In a rarity, the Mid-Atlantic Clean Hydrogen Hub in Philadelphia and the Appalachian Hydrogen Hub in West Virginia have won the support of environmentalists, energy industry officials, and lawmakers from both sides of the aisle.
“Pennsylvania’s energy resources are one of our commonwealth’s greatest assets and are a pathway to prosperity creating good-paying jobs that drive our state’s economy while also protecting our national interests,” said Senate President Pro Tempore Kim Ward (R-Westmoreland) in an earlier statement. “With the current global energy plays taking place in the Middle East and with Russia, China, and Ukraine, now is not the time to take energy options off the table. Instead, we should be investing and innovating the energy options we have right here at home in Pennsylvania.”
Other clean energy projects haven’t fared so well.
The Wall Street Journal reports that the cost of borrowing money and material for clean energy projects places their utility more out of reach than ever before.
“Rising financing costs and prices for equipment make it harder to develop clean-energy projects as industry investors increasingly weigh the risks of providing capital against the benefits of reducing carbon emissions, investment firm executives say,” David Foley, a senior manager director at Blackstone told the Journal.
“The irrational exuberance, all the excitement about clean energy is clearly getting squeezed out of a market that can no longer afford it.”
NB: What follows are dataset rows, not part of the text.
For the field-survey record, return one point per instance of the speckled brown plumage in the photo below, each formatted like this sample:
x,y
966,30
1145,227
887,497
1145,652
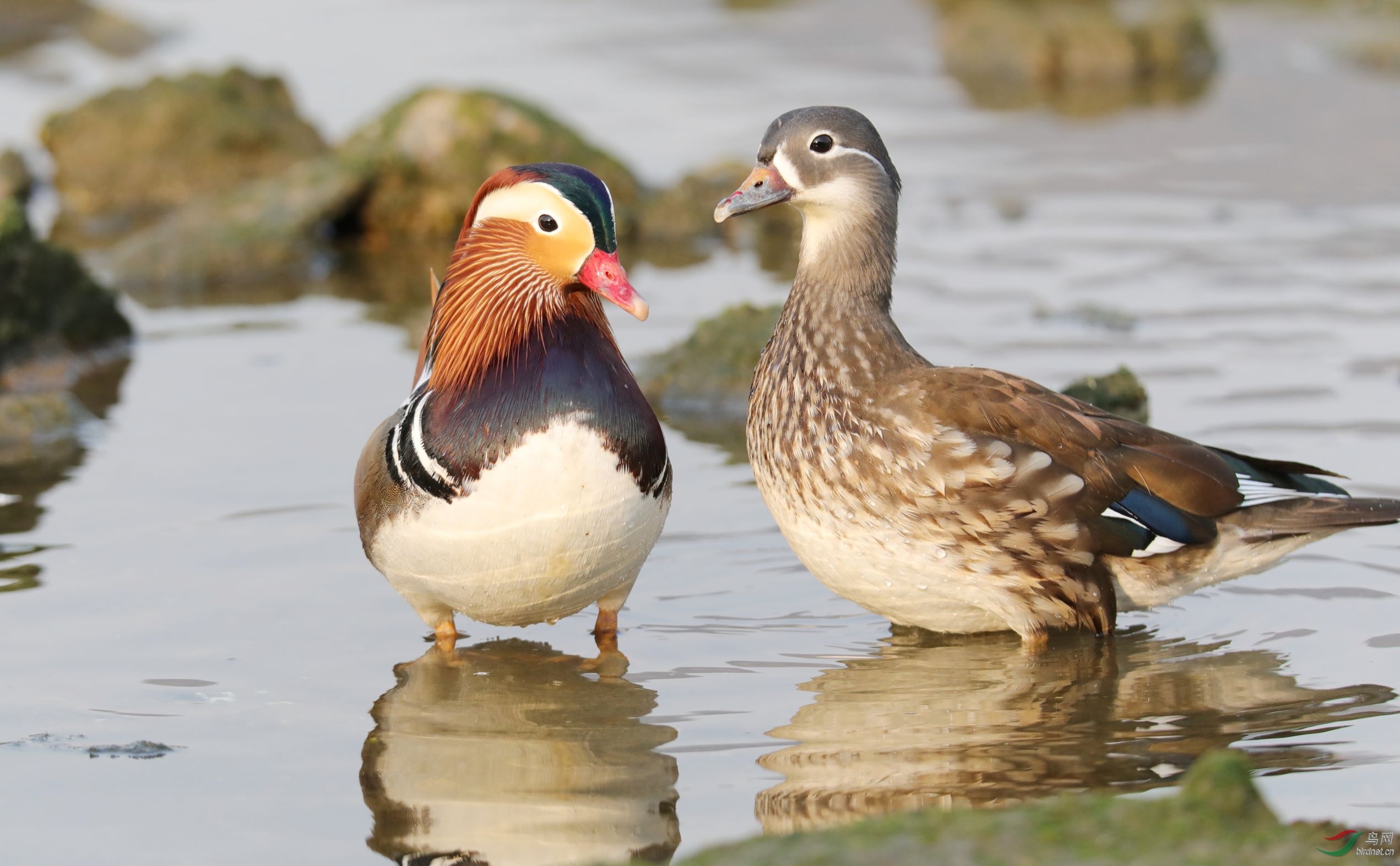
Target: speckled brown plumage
x,y
965,498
In New Jersey, Global energy developer Orsted recently canceled two major offshore wind projects. Others planned wind projects could be cancelled as well.
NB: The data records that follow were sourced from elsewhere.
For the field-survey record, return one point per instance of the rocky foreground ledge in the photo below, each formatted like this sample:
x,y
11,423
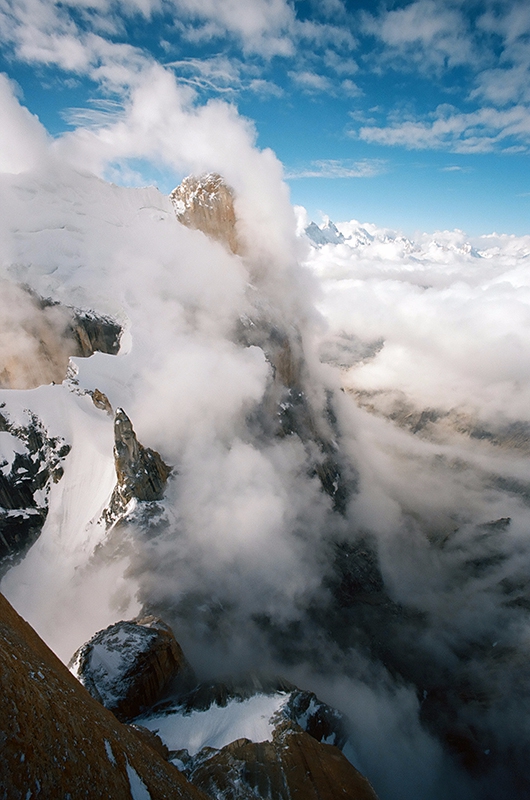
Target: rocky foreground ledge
x,y
57,740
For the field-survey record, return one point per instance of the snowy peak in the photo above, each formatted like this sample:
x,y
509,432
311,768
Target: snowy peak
x,y
389,244
325,234
206,203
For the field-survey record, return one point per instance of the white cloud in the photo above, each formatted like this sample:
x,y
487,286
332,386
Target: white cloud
x,y
423,32
263,26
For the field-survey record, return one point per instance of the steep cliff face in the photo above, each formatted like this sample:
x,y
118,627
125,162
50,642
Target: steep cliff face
x,y
57,741
293,765
141,474
243,741
206,203
38,336
30,461
127,666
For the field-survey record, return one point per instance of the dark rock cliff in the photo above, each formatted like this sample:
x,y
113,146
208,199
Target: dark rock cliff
x,y
57,741
24,486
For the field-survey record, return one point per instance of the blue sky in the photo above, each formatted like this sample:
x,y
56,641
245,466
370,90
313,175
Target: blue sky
x,y
412,115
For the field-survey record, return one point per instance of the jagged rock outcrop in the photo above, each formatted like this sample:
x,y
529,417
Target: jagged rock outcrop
x,y
57,741
39,335
206,203
293,765
294,752
32,461
141,474
127,666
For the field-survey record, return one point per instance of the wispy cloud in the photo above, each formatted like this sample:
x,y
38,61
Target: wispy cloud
x,y
455,168
311,81
334,168
482,131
The Denmark-based firm announced that the cancellation of Ocean Wind 1 and Ocean Wind 2 twin projects in response to changing macroeconomic factors, including high inflation, supply chain bottlenecks and rising interest rates.
Fox News reported that the projects had been personally backed by Democratic New Jersey Gov. Phil Murphy and cited by the White House as proof of ‘Bidenomics’ working.
In October, wind projects developers asked the New York Public Service Commission to renegotiate existing contracts amid rising persistent inflationary pressures. The Commission rejected the proposal.
“When green dreams run into hard reality, the results are never pretty,” Daniel Turner, founder and executive director of energy group Power the Future, said in a statement. “Wind power receives billions in taxpayer support, yet we see project after project failing.”
Earlier this month, Commonwealth Court ruled that an executive order issued by former Gov. Tom Wolf that Pennsylvania join the Regional Greenhouse Gas Initiative (RGGI) was unconstitutional – joining RGGI amounted to a tax on the fossil fuel industry not a fee, and only the General Assembly has the authority to impose a tax, the court said. Governor Shapiro could move the state’s energy industry forward by not appealing the ruling.
“Pennsylvania needs a pro-production agenda for domestic energy,” PMA’s Taylor stated. “To attract private sector investment, our leaders need to act like we want production to happen here instead of somewhere else. Ending the threat of the RGGI tax and the threat of this preposterous setback rule would start to show the world that Pennsylvania is serious about economic success for our workers, our citizens, and our future.”